ISTR their network used 45 Hz till it was standardised.
https://en.wikipedia.org/wiki/North_...Supply_Company



In our old house some of the sockets had very heavy springs and I
remember being told at a young age this was because they were designed
for DC (to prevent arcing).

I lived on a boat for a few years that had 220 DC equipped with the
correct light switches , basically the spring mechanism would not let
the contacts be moved gently but a lot of pressure till when they
actually sprung they moved quickly.
its a while ago so memory has faded but I think they had two sets of
contacts as well.
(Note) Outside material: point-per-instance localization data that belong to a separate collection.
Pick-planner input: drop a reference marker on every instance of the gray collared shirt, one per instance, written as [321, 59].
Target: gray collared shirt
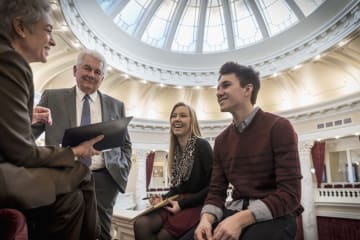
[258, 208]
[246, 122]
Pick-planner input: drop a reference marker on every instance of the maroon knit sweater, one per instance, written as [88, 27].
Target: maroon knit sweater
[262, 162]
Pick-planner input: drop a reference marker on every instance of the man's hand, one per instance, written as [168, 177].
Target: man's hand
[86, 148]
[174, 206]
[41, 114]
[232, 226]
[204, 228]
[155, 199]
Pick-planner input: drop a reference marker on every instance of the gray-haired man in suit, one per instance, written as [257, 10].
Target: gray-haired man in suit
[110, 169]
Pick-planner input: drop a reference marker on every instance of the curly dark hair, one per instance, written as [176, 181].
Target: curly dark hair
[246, 75]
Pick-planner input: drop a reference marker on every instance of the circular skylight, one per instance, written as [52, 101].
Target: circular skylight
[183, 43]
[194, 26]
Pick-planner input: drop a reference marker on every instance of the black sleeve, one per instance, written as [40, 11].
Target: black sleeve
[205, 157]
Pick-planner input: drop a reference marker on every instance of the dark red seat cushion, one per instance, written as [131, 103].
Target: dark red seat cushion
[12, 225]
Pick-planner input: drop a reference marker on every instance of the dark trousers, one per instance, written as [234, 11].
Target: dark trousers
[73, 216]
[282, 228]
[106, 193]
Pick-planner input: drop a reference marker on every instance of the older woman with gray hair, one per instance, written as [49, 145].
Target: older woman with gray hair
[33, 177]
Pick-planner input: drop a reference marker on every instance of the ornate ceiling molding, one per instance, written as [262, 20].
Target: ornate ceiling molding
[340, 107]
[294, 46]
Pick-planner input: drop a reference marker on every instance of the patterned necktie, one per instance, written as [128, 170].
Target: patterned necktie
[86, 120]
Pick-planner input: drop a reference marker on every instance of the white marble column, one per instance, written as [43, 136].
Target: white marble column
[307, 192]
[141, 178]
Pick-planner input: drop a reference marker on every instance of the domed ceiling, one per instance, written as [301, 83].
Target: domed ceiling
[311, 59]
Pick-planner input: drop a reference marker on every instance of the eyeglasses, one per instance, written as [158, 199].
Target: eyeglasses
[89, 69]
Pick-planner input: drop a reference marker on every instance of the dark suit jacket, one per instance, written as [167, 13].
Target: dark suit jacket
[62, 103]
[30, 176]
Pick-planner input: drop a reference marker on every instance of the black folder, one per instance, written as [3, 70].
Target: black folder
[114, 132]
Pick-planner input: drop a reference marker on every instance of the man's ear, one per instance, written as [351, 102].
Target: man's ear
[19, 27]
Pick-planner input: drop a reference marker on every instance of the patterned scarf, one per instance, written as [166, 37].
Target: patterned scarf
[183, 162]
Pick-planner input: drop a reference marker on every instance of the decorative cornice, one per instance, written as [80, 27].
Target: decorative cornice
[295, 53]
[340, 107]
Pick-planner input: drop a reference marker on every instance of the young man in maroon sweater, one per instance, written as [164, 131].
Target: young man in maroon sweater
[258, 155]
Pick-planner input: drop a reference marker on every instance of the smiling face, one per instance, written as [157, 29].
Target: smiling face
[89, 74]
[230, 95]
[37, 40]
[180, 121]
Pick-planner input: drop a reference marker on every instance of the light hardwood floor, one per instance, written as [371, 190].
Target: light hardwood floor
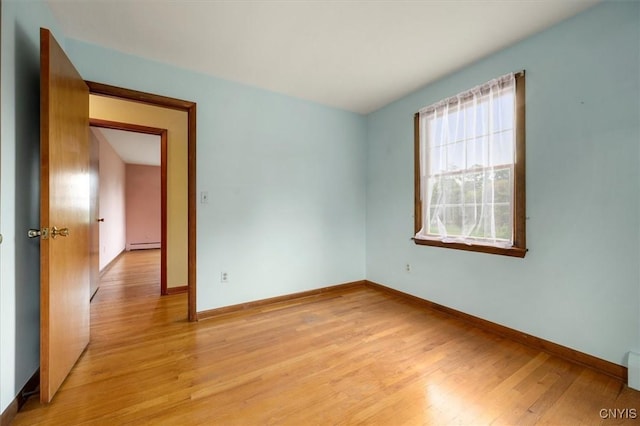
[357, 356]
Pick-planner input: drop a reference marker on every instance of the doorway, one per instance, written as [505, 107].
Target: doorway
[133, 173]
[188, 231]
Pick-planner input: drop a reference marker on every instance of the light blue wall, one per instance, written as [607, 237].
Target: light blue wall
[579, 283]
[285, 177]
[19, 192]
[292, 186]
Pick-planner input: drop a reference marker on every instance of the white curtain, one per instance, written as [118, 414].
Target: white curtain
[467, 150]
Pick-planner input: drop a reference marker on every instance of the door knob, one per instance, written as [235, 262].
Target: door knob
[34, 233]
[63, 232]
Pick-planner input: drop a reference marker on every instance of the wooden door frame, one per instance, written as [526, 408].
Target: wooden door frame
[190, 108]
[129, 127]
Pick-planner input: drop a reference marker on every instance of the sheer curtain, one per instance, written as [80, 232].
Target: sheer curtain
[467, 154]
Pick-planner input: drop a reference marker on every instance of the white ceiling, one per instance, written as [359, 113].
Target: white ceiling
[358, 55]
[131, 147]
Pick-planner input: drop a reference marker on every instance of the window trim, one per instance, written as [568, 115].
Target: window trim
[519, 248]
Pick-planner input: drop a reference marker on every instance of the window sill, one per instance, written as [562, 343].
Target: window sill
[510, 251]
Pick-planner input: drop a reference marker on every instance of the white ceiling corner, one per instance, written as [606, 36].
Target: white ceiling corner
[354, 55]
[131, 147]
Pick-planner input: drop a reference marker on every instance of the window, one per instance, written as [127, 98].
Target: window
[470, 169]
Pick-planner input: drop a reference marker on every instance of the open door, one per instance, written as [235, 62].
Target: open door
[64, 216]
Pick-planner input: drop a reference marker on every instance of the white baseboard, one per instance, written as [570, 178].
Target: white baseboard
[634, 370]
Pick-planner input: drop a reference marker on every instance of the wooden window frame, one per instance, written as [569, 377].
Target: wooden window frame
[519, 248]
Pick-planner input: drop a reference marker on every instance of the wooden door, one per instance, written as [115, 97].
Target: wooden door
[94, 212]
[64, 215]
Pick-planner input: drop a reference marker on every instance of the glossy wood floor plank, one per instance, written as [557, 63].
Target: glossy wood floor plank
[356, 356]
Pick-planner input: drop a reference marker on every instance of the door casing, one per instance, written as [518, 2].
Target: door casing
[190, 108]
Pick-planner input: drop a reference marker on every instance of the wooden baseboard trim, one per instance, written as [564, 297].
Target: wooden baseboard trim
[30, 388]
[244, 307]
[110, 264]
[176, 290]
[605, 367]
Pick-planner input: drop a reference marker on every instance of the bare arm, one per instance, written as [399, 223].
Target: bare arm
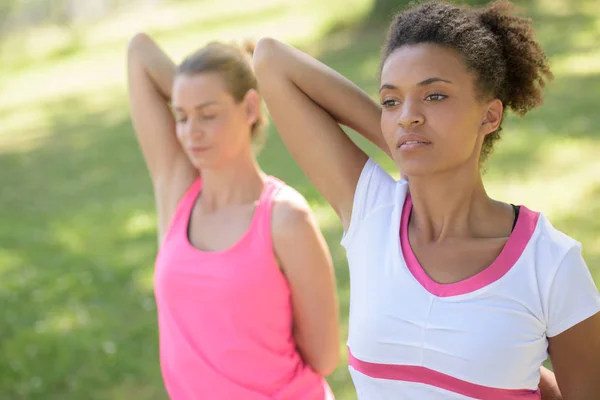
[548, 385]
[307, 100]
[150, 79]
[575, 356]
[305, 261]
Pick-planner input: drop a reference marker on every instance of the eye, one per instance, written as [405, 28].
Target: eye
[388, 103]
[435, 97]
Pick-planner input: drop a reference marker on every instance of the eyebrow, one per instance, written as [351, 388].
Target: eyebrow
[426, 82]
[198, 106]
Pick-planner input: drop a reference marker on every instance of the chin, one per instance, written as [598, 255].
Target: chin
[415, 168]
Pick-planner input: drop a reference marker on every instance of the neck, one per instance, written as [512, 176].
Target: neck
[451, 204]
[238, 181]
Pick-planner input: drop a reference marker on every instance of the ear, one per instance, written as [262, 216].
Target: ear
[252, 106]
[492, 117]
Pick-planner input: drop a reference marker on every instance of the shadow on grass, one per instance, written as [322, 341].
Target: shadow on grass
[77, 317]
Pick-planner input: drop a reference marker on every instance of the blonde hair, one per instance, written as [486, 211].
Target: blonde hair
[234, 63]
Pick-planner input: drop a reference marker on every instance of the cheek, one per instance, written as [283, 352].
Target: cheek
[388, 127]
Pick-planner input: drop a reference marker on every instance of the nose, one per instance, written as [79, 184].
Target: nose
[192, 128]
[410, 115]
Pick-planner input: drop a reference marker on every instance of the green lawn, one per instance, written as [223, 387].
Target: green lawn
[77, 239]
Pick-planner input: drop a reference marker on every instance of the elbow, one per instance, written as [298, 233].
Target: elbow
[264, 54]
[327, 365]
[326, 361]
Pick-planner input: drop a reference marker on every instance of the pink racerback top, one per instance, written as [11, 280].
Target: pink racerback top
[225, 317]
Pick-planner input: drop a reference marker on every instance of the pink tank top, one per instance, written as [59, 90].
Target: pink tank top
[225, 317]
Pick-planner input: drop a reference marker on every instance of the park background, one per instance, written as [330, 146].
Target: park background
[77, 220]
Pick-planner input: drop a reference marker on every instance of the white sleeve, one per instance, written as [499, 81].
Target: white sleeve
[375, 188]
[573, 295]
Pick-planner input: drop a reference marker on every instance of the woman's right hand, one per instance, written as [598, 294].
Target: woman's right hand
[307, 100]
[150, 75]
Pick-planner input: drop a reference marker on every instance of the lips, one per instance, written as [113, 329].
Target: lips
[412, 141]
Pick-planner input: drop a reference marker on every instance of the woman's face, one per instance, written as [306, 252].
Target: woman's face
[211, 126]
[432, 119]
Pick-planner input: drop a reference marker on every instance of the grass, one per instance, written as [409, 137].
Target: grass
[77, 239]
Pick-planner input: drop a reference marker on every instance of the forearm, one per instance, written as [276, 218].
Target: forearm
[338, 96]
[548, 385]
[159, 68]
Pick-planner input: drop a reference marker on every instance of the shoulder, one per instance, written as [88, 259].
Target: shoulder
[551, 243]
[291, 211]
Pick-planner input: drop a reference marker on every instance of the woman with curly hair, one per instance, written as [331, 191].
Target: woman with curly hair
[454, 295]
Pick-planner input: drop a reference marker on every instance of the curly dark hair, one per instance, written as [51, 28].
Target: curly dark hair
[496, 44]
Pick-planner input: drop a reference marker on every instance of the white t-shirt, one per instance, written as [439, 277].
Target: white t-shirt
[481, 338]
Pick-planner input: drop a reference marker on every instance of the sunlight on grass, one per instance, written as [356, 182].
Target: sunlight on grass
[555, 184]
[64, 321]
[9, 261]
[140, 223]
[585, 63]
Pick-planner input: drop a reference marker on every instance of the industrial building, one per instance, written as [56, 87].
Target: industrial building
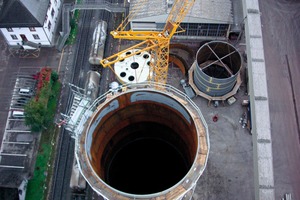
[207, 20]
[29, 24]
Externally they looked just like old fashioned round
light switches and many house that had DC would have used the same .
There would be no problem using them after AC conversion and being
robustly constructed would last for years giving away to fashion
rather than faults.
We had another type that had a big side lever sticking out of a metal
box like a miniature old fashioned mains isolator never took one
apart as it obviously contained Ping****its and getting spares for a
switch that had embossed it on MFGRD by the Parker Pen Company seemed
unlikely.


I have Googled many times since and been
unable to find anything on any 'AC switchover'. I was also told it
was related to the closure of the municipal generating station (for
the trams) and introduction of the National Grid but again I can find
no support for this..

It almost certainly was. The rollout of 2540V A/C 50Hz as the 'standard'
happened post War, and was intimately connected to the construction of
the 'national grid'

The 1st grid was fairy well established by the end of the thirties
and it was the 1926 act that created the Central Electricity Board
that set the std for 50Hz, whether that act also set the domestic
voltage at 240 AC as well it seems it took the nationlisation of the
electricity industry and the boards taking over in 1948 to really get
standardisation under way. And adding to the workload was the rural
electrification programme which the boards had to undertake bringing
supplies to areas that the previous private generators could not make
a commercial case for.

So about 20 ish years to convert most with a few pockets a tad longer.